Раздался телефонный звонок.
Кто бы это мог в такую рань?
Но, обувая шлепанцы, Натуся посмотрела на часы и обнаружила, что уже четверть первого. Ничего себе — рань. Я вас умоляю…
— Алло.
— Наталья Александровна?
— Я…
Она охрипла, и сейчас у нее не вышло «мяу». Откашлялась, прикрыв ладонью трубку.
— Наталья Александровна? — переспросил мужской голос.
— Я-у…
— Здравствуйте. Это Петя звонит.
— Ах, Петенька? Доброе утро… то есть добрый день. Я только что встала.
— Мама…
Сердце Натуси вздрогнуло. Она впервые в жизни услышала это слово, обращенное к ней не дочерью, не Аней. Басовитый мужской голос сказал ей: «Мама».
Но это не показалось ей неприятным. Даже наоборот. Ей вдруг сделалось очень тепло, хотя она и стояла неодетая в холодной передней.
— Мама… — повторил басовитый голос.
— Да, Петенька, я слушаю. Ну, как вы там поживаете? Воображаю, сколько у Ольги Степановны хлопот со вчерашнего, а сегодня — опять. Может быть, надо…
— Мама, знаете, — перебил Петин голос. — Вы, наверное, тоже очень устали… а сегодня у нас будет одна только молодежь… студенты…..
Он умолк в нерешительности. Трубка будто опустела. Совсем стихло. Только дыхание. И Натусе показалось, что она слышит там еще одно дыхание — взволнованное, порывистое, очень знакомое ей.
— Алло.
— Мама… так если вы…
И она, все вдруг поняв, заторопилась, чтобы он не договаривал:
— Да, Петенька, я очень устала. Голова, знаете, прямо на части… Только что приняла таблетку.
— Так вы отдыхайте сегодня, ладно? — раздался приободренный голос Пети. — А мы вам завтра позвоним. Или даже приедем. Аня вам передает привет… Ну, до свиданья.
Войдя в комнату, Натуся бросилась ничком в постель. Разрыдалась. Она прятала рыдание в подушку, хотя и никто не мог его услышать — ведь теперь она осталась одна в этой комнате. Она плакала долго, отчаянно, будто решила выплакать все свои горести до дна. И уже подушка была совершенно мокра от слез.

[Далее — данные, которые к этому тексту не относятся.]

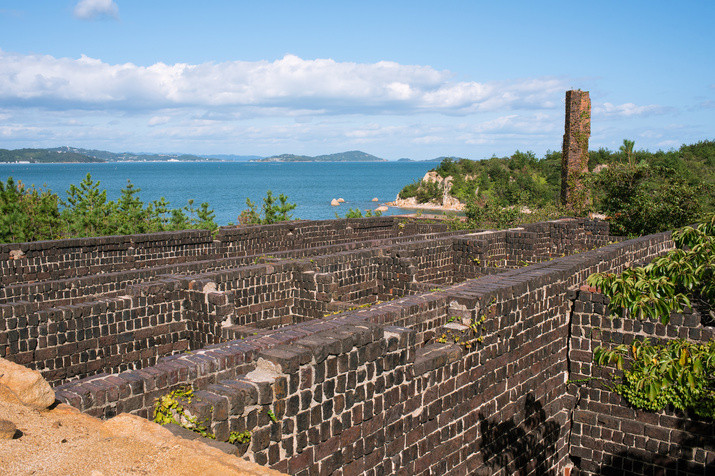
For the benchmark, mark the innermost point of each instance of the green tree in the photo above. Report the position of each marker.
(627, 150)
(129, 215)
(274, 209)
(86, 211)
(27, 214)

Натуся подняла голову, глянула на подушку: вон какое пятно… Она озабоченно нахмурилась. Но не из-за подушки, нет.
Встала, подбежала к зеркалу, заглянула в него.

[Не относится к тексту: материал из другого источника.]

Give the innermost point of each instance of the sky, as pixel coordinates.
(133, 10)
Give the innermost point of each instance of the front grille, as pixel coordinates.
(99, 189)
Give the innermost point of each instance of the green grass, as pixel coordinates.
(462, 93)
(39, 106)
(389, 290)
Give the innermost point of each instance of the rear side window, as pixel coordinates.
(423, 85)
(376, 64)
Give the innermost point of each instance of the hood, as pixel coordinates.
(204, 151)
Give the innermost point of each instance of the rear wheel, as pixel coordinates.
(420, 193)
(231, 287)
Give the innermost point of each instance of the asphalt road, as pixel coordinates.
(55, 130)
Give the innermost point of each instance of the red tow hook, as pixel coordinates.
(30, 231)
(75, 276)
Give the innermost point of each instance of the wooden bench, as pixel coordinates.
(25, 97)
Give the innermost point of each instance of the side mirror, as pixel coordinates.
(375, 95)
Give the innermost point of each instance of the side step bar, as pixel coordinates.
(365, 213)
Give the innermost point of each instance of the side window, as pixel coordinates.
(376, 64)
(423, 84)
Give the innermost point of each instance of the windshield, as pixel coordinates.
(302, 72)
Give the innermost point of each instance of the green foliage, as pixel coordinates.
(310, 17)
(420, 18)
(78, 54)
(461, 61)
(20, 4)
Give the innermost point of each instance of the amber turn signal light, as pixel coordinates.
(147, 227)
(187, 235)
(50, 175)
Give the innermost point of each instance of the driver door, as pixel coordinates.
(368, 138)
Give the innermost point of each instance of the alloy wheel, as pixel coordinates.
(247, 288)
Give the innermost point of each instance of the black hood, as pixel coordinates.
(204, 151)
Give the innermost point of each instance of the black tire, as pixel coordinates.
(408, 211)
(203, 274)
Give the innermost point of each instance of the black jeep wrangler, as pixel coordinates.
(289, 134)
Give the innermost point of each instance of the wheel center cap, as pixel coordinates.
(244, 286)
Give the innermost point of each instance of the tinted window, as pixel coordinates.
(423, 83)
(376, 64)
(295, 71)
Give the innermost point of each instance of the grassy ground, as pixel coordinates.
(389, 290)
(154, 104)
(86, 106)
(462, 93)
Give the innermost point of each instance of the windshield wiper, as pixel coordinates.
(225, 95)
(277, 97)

М-да. Личико. Я вас умоляю… Вспухшее, зареванное, одутловатое после вчерашнего.
Она похлопала себя по щекам, пригладила всклокоченные волосы. Ну, ничего. Ничего. Все это поправимо. Принять душ — и сразу вернется свежесть. А потом потратить еще часок — сделать себе лицо. Времени, слава богу, еще достаточно. До вечера далеко…
Какого вечера?
Натуся присела на пуфик.
Потом опрометью бросилась к телефону. Быстро набрала привычный номер.
Длинный гудок. Длинный гудок. Гудок… Ну, скоро ли? Неужели тоже еще дрыхнет? Пора бы уж…
Или она ошиблась какой-нибудь цифрой?
Натуся раздраженно надавила на рычаг. И стала набирать снова — медленно, внимательно. Вот так.
Длинный гудок. Длинный гудок. Гудок…
Она до боли вжимала ухо в холодный эбонит.
Гудки. Гудки.
1969
Старое русло Клязьмы
1С тех пор как до Хрюнина пошла электричка и у воды, у леса нагородили фанерных щитов со словами «Зона отдыха», а на том берегу водохранилища выстроили пансионат, — стало это место очень людным и модным.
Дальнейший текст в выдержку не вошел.